Is the answer making sense?

 

[nysnacc]

Updates: should be -0.003 v

 

[ehild]

Homework Statement

View attachment 106758

I forgot if the deceleration is -0.003v or same here -0.003v²

Homework Equations

v = u + at (first acceleration)
dv/dt = a (deceleratioin) = -0.003v^2

The Attempt at a Solution

From first equation,
342.2 = 0 + 30*t1
t1= 11.407s

From 2nd equation,
dv/v² = -0.003
[-1/3.422] - [-1/342.2] = -0.003 (t2-t1)

Correct, so what is t2, the total time?
------------------------------------------

If the decelerate is -0.003v
dv/v = -0.003
ln (3.422) - ln (342.2) = -0.003 (t2-t1)

t2 (total time) = 1544.46 s

Is the answer making sense?

In the problem text, the deceleration is a = -0.003 v², and you did not calculate the time. In case of a= -0.003v, your answer is correct.

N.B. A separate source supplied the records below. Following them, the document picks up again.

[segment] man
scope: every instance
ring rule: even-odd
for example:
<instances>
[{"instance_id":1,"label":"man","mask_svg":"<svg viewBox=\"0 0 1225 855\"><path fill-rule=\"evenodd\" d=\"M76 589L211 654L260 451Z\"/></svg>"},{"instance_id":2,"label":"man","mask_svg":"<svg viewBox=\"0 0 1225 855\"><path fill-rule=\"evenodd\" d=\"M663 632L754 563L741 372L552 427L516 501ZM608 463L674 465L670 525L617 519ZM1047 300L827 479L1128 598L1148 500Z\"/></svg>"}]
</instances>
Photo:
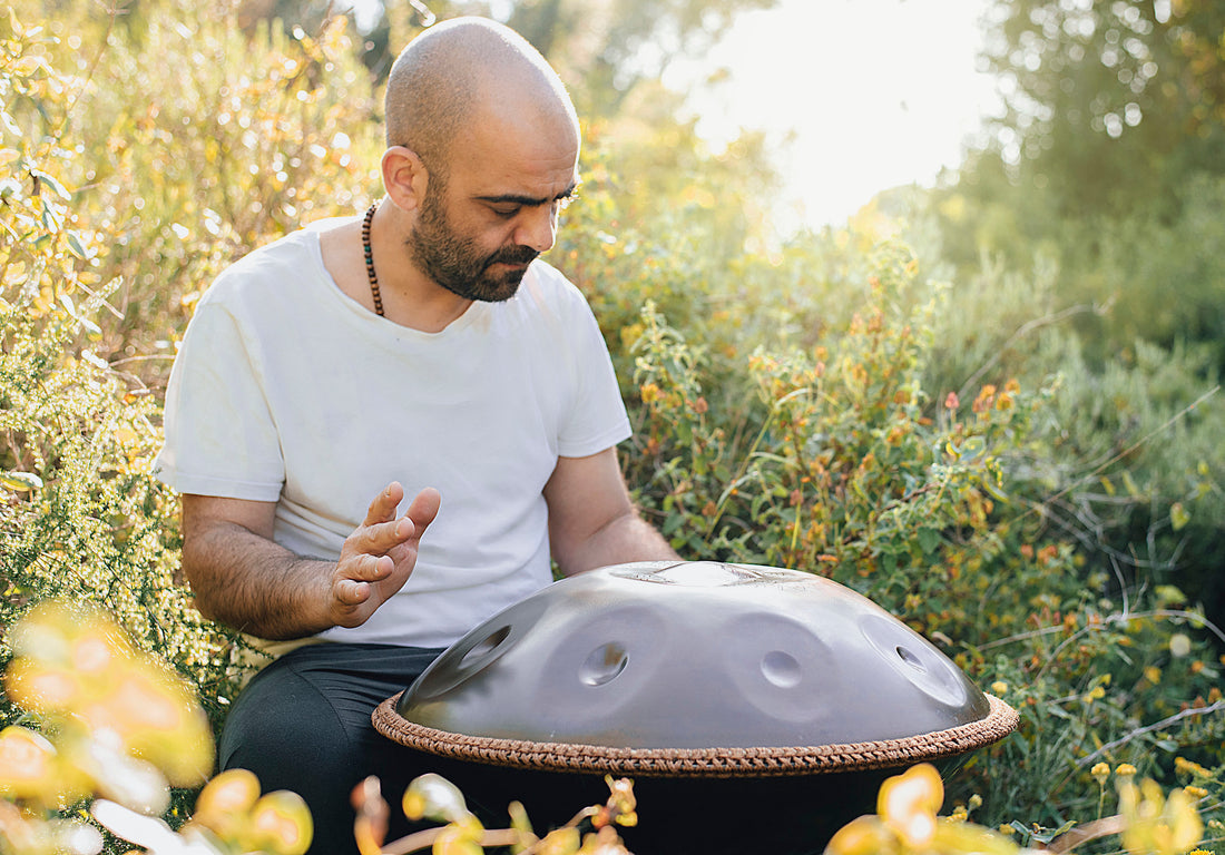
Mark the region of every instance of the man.
<instances>
[{"instance_id":1,"label":"man","mask_svg":"<svg viewBox=\"0 0 1225 855\"><path fill-rule=\"evenodd\" d=\"M397 59L386 121L381 202L256 250L201 300L158 458L200 610L323 642L251 681L221 761L303 794L328 854L354 850L358 780L398 775L396 800L432 768L371 709L548 584L550 555L565 573L675 557L621 480L630 426L590 310L535 260L578 183L556 73L457 18Z\"/></svg>"}]
</instances>

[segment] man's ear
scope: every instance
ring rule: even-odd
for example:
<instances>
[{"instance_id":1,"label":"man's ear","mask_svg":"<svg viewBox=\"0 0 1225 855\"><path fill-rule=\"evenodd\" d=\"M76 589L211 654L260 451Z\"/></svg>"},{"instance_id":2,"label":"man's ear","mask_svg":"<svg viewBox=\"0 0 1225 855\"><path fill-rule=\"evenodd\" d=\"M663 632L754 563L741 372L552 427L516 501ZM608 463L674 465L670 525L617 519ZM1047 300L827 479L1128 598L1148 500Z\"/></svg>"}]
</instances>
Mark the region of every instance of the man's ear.
<instances>
[{"instance_id":1,"label":"man's ear","mask_svg":"<svg viewBox=\"0 0 1225 855\"><path fill-rule=\"evenodd\" d=\"M392 146L382 157L383 190L402 211L415 211L425 201L430 173L417 156L404 146Z\"/></svg>"}]
</instances>

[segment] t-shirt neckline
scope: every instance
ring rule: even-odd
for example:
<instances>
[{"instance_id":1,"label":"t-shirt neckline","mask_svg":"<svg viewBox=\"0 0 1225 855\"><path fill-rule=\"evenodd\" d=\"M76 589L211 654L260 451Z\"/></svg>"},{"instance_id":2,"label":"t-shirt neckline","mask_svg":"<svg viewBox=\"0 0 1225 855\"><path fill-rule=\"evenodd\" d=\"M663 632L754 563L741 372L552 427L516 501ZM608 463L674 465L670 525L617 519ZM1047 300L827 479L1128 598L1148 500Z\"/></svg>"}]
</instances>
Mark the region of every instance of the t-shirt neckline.
<instances>
[{"instance_id":1,"label":"t-shirt neckline","mask_svg":"<svg viewBox=\"0 0 1225 855\"><path fill-rule=\"evenodd\" d=\"M417 330L414 327L407 327L402 323L396 323L394 321L390 321L386 317L376 315L361 305L358 300L341 290L336 278L331 274L331 272L328 272L327 265L323 263L323 245L320 236L321 230L306 229L305 235L311 255L311 263L315 268L315 276L311 277L315 285L326 292L327 299L331 303L343 309L344 317L349 322L363 328L366 333L374 332L396 341L403 341L405 337L419 338L421 341L440 341L463 332L494 309L494 304L474 300L463 311L463 314L459 315L459 317L451 321L451 323L437 332L425 332L424 330ZM532 272L528 271L528 274L530 276Z\"/></svg>"}]
</instances>

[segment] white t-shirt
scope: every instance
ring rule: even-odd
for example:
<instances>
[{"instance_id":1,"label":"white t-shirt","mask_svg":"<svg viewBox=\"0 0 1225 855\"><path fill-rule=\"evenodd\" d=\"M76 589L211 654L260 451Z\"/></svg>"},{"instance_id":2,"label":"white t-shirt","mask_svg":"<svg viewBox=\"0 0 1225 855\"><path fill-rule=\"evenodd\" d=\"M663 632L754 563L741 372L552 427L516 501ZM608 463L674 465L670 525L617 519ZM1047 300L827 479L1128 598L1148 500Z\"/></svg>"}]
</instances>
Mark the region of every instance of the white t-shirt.
<instances>
[{"instance_id":1,"label":"white t-shirt","mask_svg":"<svg viewBox=\"0 0 1225 855\"><path fill-rule=\"evenodd\" d=\"M180 492L276 501L273 539L336 560L388 481L442 507L404 588L321 637L443 647L551 581L541 490L557 457L630 436L583 295L537 261L506 303L439 333L339 290L317 229L227 269L175 359L154 464Z\"/></svg>"}]
</instances>

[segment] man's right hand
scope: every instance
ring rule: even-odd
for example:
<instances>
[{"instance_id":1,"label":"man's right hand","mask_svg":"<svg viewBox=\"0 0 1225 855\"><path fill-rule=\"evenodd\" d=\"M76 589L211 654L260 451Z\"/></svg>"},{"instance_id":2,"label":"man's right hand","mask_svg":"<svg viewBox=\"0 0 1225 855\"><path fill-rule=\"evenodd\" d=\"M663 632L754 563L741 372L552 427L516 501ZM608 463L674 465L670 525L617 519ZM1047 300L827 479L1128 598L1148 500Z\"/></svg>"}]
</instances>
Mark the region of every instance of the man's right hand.
<instances>
[{"instance_id":1,"label":"man's right hand","mask_svg":"<svg viewBox=\"0 0 1225 855\"><path fill-rule=\"evenodd\" d=\"M331 620L336 626L361 626L412 576L421 535L437 516L441 497L426 488L397 518L403 499L404 488L398 481L388 484L370 502L365 521L344 540L332 573Z\"/></svg>"}]
</instances>

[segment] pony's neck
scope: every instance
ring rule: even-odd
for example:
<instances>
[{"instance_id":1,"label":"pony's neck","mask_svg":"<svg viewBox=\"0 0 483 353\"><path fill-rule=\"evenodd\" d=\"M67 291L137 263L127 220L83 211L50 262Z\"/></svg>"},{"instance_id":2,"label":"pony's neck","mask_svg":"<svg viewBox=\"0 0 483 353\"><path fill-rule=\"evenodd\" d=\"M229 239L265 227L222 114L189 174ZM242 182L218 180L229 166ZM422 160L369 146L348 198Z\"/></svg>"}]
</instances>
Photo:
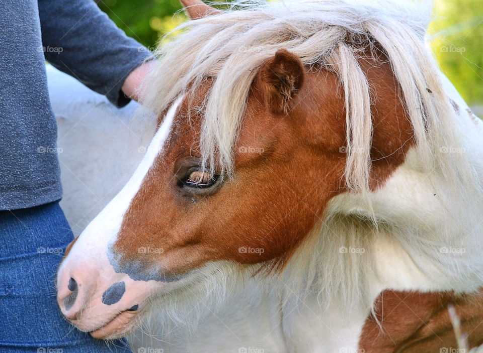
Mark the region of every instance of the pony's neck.
<instances>
[{"instance_id":1,"label":"pony's neck","mask_svg":"<svg viewBox=\"0 0 483 353\"><path fill-rule=\"evenodd\" d=\"M446 77L463 134L463 153L483 175L483 127ZM476 290L483 280L481 185L455 188L437 168L428 170L417 147L384 185L369 195L333 198L327 215L297 250L285 278L297 295L315 290L348 308L367 307L385 289Z\"/></svg>"}]
</instances>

Use four significant digits.

 

[nysnacc]

Correct, so what is t2, the total time?
------------------------------------------

In the problem text, the deceleration is a = -0.003 v², and you did not calculate the time. In case of a= -0.003v, your answer is correct. Use four significant digits.

thanks for reply. The question was using a = -0.003v as deceleration.
And my t is 1544.46s, which is 25 min, is it making sense? because it is soooo long.

 

[ehild]

thanks for reply. The question was using a = -0.003v as deceleration.
And my t is 1544.46s, which is 25 min, is it making sense? because it is soooo long.

Yes, it is correct, with that low deceleration, which is linear in velocity. At that high speed, quadratic deceleration would be more realistic

 

[nysnacc]

Yes, it is correct, with that low deceleration, which is linear in velocity. At that high speed, quadratic deceleration would be more realistic

Okay thanks, I double checked the question, it uses v instead of v², which you mentioned to be more realistic.

 

[haruspex]

On a pedantic note, the question should not give the acceleration as either -0.003v m/s² or -0.003v² m/s².
Rather, the units should be given as s^-1 and m^-1 respectively. This is because v will come with its own units. The units specified in the expression for a should only be the units of the -0.003 constant.